Banon filed a complaint in July as another attempted-rape case against the 62-year-old was unraveling in New York. Strauss-Kahn resigned his post as head of the International Monetary Fund in May to fight claims made in that case by a Manhattan hotel maid. The charges were dropped in August after prosecutors concluded the housekeeper had lied about events surrounding the alleged attack and key details of her life.
“When there is no material proof because there was no medical exam, no complaint filed at the time, it is absolutely logical,” said Denis Chemla, a Paris lawyer uninvolved in the case, said of the prosecutors’ decision. “The prosecution could not have done otherwise.”

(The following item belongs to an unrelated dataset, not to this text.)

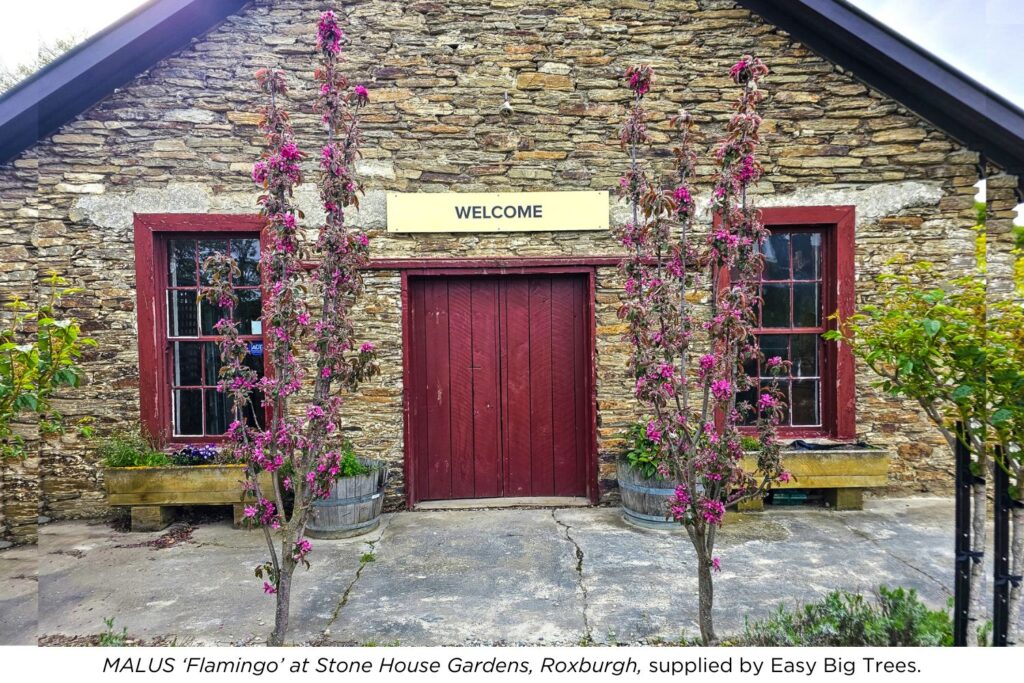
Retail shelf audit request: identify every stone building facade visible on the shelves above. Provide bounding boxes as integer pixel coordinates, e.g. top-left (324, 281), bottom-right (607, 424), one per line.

Strauss-Kahn and Banon were brought together by Paris police on Sept. 29 for simultaneous questioning to try to reconcile their differing versions of what happened when Banon met Strauss-Kahn for an interview in 2003.
“This decision by the prosecution, while unsatisfying, is a first victory for Miss Banon after five months of difficult struggle,” David Koubbi, a lawyer for Banon, said in an e- mailed statement. “It’s established without reserve that her case wasn’t empty.”
Henri Leclerc, a lawyer for Strauss-Kahn, said in an interview on France 2 television that “there is nothing, nothing, nothing that shows what Miss Banon said was true.”
She said he assaulted her, trying to remove her clothes and putting his hands in her mouth and underwear, according to an interview in the July 6 issue of the magazine L’Express.
He called her account “imaginary” in a slander suit he filed against her.
Banon, speaking at a Sept. 24 rally supporting tougher sexual-assault laws, said she may seek a private prosecution, in which a criminal complaint can be taken directly to an investigating judge, or pursue a civil case against Strauss- Kahn. Charges of attempted rape and rape can be brought for 10 years after the incident in France, while sexual assault has a three-year limit.
Chemla said he didn’t see that Strauss-Kahn had anything to fear from future investigations of Banon’s claims.
“There will still need to be evidence,” he said.
Strauss-Kahn returned to Paris last month after the New York case was dropped.